# **Labs 1 and 2 PySpark:**

In these labs we will be using the "[[NeurIPS 2020] Data Science for COVID-19 (DS4C)](https://www.kaggle.com/datasets/kimjihoo/coronavirusdataset?select=PatientInfo.csv)" dataset, retrieved from [Kaggle](https://www.kaggle.com/) on 1/6/2022, for educational non commercial purpose, License
[CC BY-NC-SA 4.0
](https://creativecommons.org/licenses/by-nc-sa/4.0/)

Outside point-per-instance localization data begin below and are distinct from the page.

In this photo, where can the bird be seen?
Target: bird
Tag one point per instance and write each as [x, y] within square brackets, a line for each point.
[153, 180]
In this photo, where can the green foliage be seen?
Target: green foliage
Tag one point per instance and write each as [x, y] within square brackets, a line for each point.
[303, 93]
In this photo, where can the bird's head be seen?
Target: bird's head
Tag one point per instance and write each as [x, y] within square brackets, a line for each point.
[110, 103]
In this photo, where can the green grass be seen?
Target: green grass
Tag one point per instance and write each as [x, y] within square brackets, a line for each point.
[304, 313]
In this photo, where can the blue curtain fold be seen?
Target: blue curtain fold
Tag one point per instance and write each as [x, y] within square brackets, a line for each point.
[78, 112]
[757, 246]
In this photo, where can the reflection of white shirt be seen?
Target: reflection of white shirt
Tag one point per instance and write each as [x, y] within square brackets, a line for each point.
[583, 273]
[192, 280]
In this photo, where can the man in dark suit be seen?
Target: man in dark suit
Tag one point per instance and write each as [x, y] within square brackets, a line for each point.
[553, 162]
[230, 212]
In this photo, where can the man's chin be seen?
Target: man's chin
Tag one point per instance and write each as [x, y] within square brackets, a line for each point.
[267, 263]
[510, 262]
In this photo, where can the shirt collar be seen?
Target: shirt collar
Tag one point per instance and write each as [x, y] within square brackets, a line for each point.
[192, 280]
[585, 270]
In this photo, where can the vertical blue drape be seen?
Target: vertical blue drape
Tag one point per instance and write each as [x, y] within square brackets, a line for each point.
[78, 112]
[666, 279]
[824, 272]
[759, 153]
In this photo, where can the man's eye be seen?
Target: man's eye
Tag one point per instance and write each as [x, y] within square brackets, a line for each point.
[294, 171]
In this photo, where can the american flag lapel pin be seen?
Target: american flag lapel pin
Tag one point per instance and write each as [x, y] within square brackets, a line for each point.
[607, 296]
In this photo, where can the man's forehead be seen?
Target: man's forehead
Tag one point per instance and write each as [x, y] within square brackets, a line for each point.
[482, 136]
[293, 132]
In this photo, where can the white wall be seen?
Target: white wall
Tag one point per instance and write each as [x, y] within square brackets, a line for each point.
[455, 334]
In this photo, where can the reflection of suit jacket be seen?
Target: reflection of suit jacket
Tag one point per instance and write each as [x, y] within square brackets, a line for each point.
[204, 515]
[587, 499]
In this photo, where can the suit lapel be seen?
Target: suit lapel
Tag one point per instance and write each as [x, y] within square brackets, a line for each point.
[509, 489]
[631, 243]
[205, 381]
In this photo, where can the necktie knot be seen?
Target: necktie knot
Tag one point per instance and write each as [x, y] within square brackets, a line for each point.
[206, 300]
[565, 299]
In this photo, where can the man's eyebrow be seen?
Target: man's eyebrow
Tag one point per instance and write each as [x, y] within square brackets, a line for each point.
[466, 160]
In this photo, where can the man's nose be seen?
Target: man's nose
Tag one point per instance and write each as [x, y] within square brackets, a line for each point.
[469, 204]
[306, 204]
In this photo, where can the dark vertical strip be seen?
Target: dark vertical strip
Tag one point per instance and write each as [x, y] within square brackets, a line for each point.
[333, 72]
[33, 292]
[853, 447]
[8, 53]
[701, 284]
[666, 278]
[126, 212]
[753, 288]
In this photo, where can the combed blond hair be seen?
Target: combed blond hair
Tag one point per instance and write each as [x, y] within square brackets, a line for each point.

The csv file that we will be using in this lab is **PatientInfo**.

## PatientInfo.csv

**patient_id**
the ID of the patient

**sex**
the sex of the patient

**age**
the age of the patient

**country**
the country of the patient

**province**
the province of the patient

**city**
the city of the patient

**infection_case**
the case of infection

**infected_by**
the ID of who infected the patient


**contact_number**
the number of contacts with people

**symptom_onset_date**
the date of symptom onset

**confirmed_date**
the date of being confirmed

**released_date**
the date of being released

**deceased_date**
the date of being deceased

**state**
isolated / released / deceased

In [None]:
from google.colab import drive
drive.mount('/content/drive')
!pip install pyspark

Drive already mounted at /content/drive; to attempt to forcibly remount, call drive.mount("/content/drive", force_remount=True).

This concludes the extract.